Egli coglieva una evidente contraddizione strutturale dei sistemi democratici occidentali, e più segnatamente di quelli italiani, nel crescente contrasto tra partiti e società civile, tra un sempre più rigido burocratismo dei primi e istanze sociali e culturali non solo emergenti nella seconda ma anche e soprattutto estranee o refrattarie a pratiche o a trattamenti di tipo burocratico. Ecco perché non era possibile, a suo avviso, ritenere quella democrazia, o meglio quella o quelle forme storiche di democrazia, insostituibile o insuperabile, allo stesso modo di come era palesemente infondata la pretesa per cui una particolare teoria scientifica, per quanto collaudata e feconda, potesse essere dichiarata scientificamente insuperabile. Per Geymonat i fatti erano più che evidenti in quanto i cosiddetti partiti di massa erano in realtà estranei alla volontà e ai bisogni delle masse popolari: «Sappiamo che gli accordi si fanno al vertice» e che sono i vertici dei partiti, senza un adeguato collegamento con le basi popolari di riferimento, a decidere «cosa è bene, cosa è desiderabile» per coloro che essi rappresentano (Paradossi e rivoluzioni, cit., p. 127).

La democrazia esige che il rispetto e la difesa degli interessi di parte dei ceti più deboli e svantaggiati siano non già rimossi, depotenziati o ignorati, ma assunti pienamente e al di fuori di compromessi al ribasso nell’agenda politica dei partiti di riferimento anche se con modalità e tempi quanto più possibili compatibili con la tenuta oggettiva delle dinamiche economico-finanziarie e politico-sociali dell’intera nazione. Geymonat faceva questo ragionamento in un’epoca in cui, almeno in Italia, i presidenti della Repubblica non avevano l’ardire, per motivi prettamente “istituzionali” (quasi che le istituzioni vivano di vita propria rispetto alla vita e alle condizioni reali della società) e nel nome di più alti interessi “europei” (quasi che i bilanci europei possano o debbano condannare i bilanci nazionali a “tagli” e a rinunce perennemente e pesantemente non solo impopolari ma decisamente antipopolari), di invitare le forze politiche e parlamentari ad accantonare “gli interessi di parte” (vedi oggi Mattarella), specialmente ove si tratti di far nascere un nuovo governo. E quindi, anche per questo, picchiava duro sui partiti, ivi compresi naturalmente quelli di centrosinistra e lo stesso partito comunista ormai su posizioni molto moderate, nell’osservare che, se anche accadeva che i partiti fossero talvolta sensibili alle richieste e alle aspettative popolari, non c’era da illudersi essendo volta essenzialmente la loro sensibilità a neutralizzare quest’ultime reinserendole in una “logica di partito”.

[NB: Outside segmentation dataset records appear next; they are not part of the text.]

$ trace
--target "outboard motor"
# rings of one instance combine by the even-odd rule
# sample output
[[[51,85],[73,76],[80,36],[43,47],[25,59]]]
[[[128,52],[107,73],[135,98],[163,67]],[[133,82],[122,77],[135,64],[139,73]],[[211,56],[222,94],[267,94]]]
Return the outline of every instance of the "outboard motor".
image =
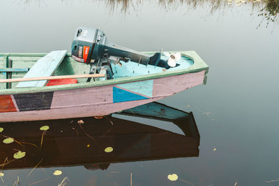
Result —
[[[72,56],[75,61],[86,64],[96,64],[106,59],[107,61],[109,60],[114,63],[119,61],[133,61],[146,65],[158,65],[167,69],[170,68],[167,61],[160,59],[160,52],[151,56],[121,47],[109,41],[100,29],[77,28],[72,42]]]

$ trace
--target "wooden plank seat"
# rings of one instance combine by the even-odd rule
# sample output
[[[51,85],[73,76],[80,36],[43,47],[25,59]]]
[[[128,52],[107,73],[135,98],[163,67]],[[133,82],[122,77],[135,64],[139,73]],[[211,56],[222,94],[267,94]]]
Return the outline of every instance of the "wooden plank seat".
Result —
[[[24,78],[52,76],[64,59],[66,52],[66,50],[52,51],[42,57],[32,66]],[[18,83],[16,88],[41,87],[47,82],[47,80],[22,82]]]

Il partito della contemporanea democrazia di massa era ormai diventato, sottolineava il filosofo torinese, «un’industria con una sua direzione, la possibilità di garantire posti di lavoro e clientele», anche perché nel frattempo le masse sono diventate oltremodo “passive” e acquiescenti, per cui «il loro unico ruolo è quello di ricevere soluzioni calate dall’alto» (La ragione e la politica, cit., p. 82).  Se fosse ancora vivo, Geymonat oggi avrebbe constatato che invece le masse a volte reagiscono con grande e inopinato vigore, specialmente se il lavoro sia diventato merce rarissima e sconosciuta ai più, pur affidando improvvidamente le proprie speranze di riscatto a gruppi politici nati dal nulla che, approfittando di un malcontento sociale molto diffuso e mossi prevalentemente da spirito opportunistico di ricchezza e di potere, facciano della demagogia la loro arma migliore. Ma Geymonat, uomo di scienza e di cultura, avrebbe espresso di certo parole roventi verso un movimento politico, privo di idee e di ideali, quale il cosiddetto 5 Stelle.